A few years passed and Anthony received a call from his brother, telling him their mum was sick. A young drug strung Anthony Brown could not care any more than he had in the last few years. ‘I had seen my mum survive a gunshot to her head when I was only 9 years old. Saw her in a pool of blood and her grey matter right out, so I expected her to survive this.’
Another call came from his sister, then his mother, his brother again and finally a call to say his mother had died. Anthony says he raked up every little penny he could to drag himself over to the funeral, showing up obviously very high and drunk to understand anything. ‘I felt nothing. I was very high and all I knew was I had to be there for my mum’s funeral so I was. I felt no sadness, no remorse, I just found myself in a strange place I was not familiar with.’
When he returned from the funeral, his life took a turn for the worst. In his own words, ‘I had nothing to lose and to me, there were no rules for society.
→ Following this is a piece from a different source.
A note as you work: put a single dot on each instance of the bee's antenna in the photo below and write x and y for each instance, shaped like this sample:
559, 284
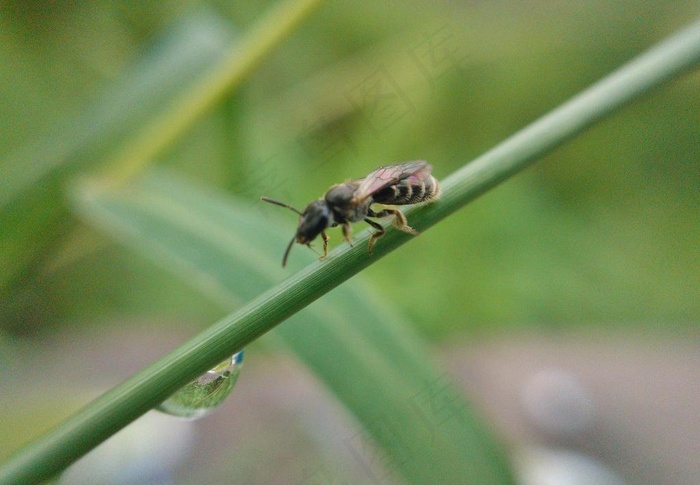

I recklessly did what I wanted to do.’ It was during one of his run-ins with the police, that the officer asked Anthony if he needed some help.
Anthony was one of only 4 black people who lived in the town and the police officer had realised he just needed help to get better.
The young man was introduced to a lady, who fed him and took him to a treatment centre, leaving him with only these words, ‘If you decide to leave here, please walk through the gate and do not jump the wall.’
This was a new and unfamiliar place for Anthony. Everyone showed him love and cared genuinely for him. He stayed sober and found peace in God. ‘I had come from an abused family and was never exposed to this kind of way. I was very surprised with how everyone treated me so nicely.’
Anthony started to get his life back together and focus on making things better for himself. He had a counsellor who told him he whined a lot, simply because he complained about having to take care of himself and his living space in the treatment centre – a responsibility he has never known since birth.
Anthony Brown started school again in 2001 and did not stop until 2015. He went on ahead to get his GED, get his nursing certificate, get a degree and on and on Anthony kept going.
Today, Anthony Brown is a psychiatric nurse and college professor. He has written a book about his remarkable journey called: From Park Bench to Park Avenue.